Summary

This only affects Windows installations of Open-AudIT.

A patched version of open-AudIT (1.5.4) is available from http://www.open-audit.org/downloads.php and https://opmantek.com/network-tools-download/.

Users are advised to upgrade ASAP.

Details

A vulnerability affecting all Windows perl code that uses File::Spec has been discovered that allows an attacker to download local files in some conditions. Part of the Open-AudIT program uses a framework known as Mojolicious which in turn uses this perl module. This issue is confirmed to affect all Windows Open-AudIT installations prior to v1.5.4. Users on platforms others than windows are not affected. The vulnerability has been addressed by the Mojolicious framework upgrade to 5.76 as detailed on this page https://metacpan.org/release/SRI/Mojolicious-5.76.

Severity: Medium

The conditions of successful exploitation are that the attacker must know that OpenAudIT use this framework and that the exploiter has access to the Open-AudIT Server. Individual files from the Open-AudIT server's C: drive can be downloaded if the correct (and full) paths are known.

Products Affected

Open-AudIT 1.5.3 for Windows and earlier.

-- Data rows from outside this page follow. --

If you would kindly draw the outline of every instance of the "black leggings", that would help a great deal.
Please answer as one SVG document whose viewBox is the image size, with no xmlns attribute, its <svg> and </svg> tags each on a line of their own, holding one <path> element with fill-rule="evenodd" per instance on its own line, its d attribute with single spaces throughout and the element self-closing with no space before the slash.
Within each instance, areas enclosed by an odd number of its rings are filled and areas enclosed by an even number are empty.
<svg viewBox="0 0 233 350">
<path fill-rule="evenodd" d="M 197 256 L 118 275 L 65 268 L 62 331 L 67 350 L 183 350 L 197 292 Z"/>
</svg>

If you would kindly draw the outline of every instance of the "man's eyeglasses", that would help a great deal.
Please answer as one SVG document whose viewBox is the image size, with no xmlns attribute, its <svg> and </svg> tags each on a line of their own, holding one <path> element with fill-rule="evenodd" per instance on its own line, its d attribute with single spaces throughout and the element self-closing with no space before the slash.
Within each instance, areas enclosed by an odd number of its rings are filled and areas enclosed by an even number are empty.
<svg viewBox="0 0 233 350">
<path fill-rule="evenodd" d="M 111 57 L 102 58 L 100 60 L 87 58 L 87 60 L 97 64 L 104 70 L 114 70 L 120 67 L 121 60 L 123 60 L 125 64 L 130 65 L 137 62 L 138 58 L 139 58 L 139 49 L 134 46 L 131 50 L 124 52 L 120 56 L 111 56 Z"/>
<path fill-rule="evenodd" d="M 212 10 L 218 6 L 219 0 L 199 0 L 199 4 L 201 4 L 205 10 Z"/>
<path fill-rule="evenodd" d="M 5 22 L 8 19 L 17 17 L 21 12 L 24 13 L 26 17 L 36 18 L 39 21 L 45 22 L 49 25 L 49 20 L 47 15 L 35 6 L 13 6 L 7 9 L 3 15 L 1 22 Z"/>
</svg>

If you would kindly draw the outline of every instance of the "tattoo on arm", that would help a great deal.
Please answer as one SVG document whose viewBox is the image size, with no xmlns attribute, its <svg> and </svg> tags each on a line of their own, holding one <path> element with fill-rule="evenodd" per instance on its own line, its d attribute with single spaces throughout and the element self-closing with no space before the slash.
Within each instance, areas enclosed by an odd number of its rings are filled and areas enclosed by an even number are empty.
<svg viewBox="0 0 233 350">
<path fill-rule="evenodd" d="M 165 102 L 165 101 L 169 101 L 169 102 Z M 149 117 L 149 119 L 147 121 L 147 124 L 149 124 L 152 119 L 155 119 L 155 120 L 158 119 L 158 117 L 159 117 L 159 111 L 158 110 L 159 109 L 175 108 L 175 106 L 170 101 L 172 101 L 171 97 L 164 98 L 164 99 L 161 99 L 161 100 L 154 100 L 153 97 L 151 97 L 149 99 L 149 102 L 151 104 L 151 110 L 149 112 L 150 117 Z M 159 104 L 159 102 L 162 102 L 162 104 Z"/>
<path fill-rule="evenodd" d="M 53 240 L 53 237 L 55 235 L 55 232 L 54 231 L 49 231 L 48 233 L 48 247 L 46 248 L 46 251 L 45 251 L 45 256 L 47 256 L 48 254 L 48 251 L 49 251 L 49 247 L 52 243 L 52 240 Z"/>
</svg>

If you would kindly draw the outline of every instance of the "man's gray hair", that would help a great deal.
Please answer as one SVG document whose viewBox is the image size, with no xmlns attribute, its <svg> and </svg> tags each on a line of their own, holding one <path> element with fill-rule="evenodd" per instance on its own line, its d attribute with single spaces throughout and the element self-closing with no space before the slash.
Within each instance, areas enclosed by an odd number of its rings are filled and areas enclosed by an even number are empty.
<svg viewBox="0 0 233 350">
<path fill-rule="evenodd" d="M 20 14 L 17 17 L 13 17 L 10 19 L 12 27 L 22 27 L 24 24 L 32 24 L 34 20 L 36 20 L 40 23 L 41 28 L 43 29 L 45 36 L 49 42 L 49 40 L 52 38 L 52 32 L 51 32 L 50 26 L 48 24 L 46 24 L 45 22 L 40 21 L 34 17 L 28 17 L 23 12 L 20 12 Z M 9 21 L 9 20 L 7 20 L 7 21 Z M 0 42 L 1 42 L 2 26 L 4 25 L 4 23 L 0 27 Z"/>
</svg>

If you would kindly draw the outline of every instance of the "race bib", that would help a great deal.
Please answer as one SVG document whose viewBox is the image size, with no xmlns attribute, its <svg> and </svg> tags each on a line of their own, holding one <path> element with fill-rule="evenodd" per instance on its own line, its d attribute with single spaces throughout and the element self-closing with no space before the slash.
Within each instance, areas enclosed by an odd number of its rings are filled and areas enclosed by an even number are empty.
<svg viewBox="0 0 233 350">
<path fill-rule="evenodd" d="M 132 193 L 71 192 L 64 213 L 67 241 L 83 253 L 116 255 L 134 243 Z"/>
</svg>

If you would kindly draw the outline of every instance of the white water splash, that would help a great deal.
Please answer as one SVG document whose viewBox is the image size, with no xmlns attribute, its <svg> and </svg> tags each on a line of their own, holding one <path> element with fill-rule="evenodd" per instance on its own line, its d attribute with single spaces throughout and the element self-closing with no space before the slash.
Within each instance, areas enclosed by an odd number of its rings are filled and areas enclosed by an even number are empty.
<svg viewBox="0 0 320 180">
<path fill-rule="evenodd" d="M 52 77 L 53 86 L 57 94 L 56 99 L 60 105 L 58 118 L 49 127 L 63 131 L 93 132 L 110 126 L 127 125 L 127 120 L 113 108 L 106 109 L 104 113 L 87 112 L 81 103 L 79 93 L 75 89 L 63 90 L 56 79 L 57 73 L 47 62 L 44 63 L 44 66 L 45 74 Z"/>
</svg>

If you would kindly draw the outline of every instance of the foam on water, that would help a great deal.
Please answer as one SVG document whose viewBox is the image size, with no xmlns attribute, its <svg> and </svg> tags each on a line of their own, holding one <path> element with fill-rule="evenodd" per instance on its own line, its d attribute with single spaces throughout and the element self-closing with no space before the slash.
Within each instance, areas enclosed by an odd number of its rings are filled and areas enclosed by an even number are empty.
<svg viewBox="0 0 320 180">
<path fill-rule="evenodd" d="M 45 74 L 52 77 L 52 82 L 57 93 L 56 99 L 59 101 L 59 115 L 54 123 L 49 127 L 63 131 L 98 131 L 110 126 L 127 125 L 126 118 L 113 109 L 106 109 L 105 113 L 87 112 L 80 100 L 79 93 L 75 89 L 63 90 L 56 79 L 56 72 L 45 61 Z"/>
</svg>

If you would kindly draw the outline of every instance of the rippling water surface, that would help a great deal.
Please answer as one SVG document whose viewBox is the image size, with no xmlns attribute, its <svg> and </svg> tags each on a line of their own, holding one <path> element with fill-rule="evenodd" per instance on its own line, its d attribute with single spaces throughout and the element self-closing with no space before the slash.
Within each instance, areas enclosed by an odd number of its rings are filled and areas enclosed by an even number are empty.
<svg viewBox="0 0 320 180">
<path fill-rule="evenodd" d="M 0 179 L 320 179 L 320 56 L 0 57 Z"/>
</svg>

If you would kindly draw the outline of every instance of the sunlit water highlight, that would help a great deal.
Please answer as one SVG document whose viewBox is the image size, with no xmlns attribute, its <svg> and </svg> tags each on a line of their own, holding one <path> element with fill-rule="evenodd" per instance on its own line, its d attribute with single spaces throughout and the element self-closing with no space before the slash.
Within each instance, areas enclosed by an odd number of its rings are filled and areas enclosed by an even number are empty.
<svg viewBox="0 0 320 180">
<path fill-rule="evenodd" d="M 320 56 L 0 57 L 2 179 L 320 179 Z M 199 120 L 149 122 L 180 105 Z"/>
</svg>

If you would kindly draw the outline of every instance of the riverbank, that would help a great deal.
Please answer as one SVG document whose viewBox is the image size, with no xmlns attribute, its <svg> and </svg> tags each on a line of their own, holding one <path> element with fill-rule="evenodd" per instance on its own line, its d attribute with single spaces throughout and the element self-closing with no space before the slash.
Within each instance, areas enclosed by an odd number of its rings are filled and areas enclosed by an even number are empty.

Note:  This only impacts the Open-AudIT server, this vulnerability does not affect devices that are audited.

Available Updates

A patch for the issue described in this bulletin is available in the newly released Open-AudIT v1.5.4 for Windows. This release is available now on http://www.openaudit.org and https://opmantek.com.

Workarounds and Mitigations

Upgrade to Open-AudIT 1.5.4

The vulnerability was addressed by the publishers of the Mojolicious framework and upgrading to Open-AudIT 1.5.4 will include this fix and remove the vulnerability. If customers cannot do this they can stop the "omkd" service from running under Windows Services, but this will prevent Open-AudIT from fully functioning.

The preferred method of mitigation is an upgrade to 1.5.4 for Windows.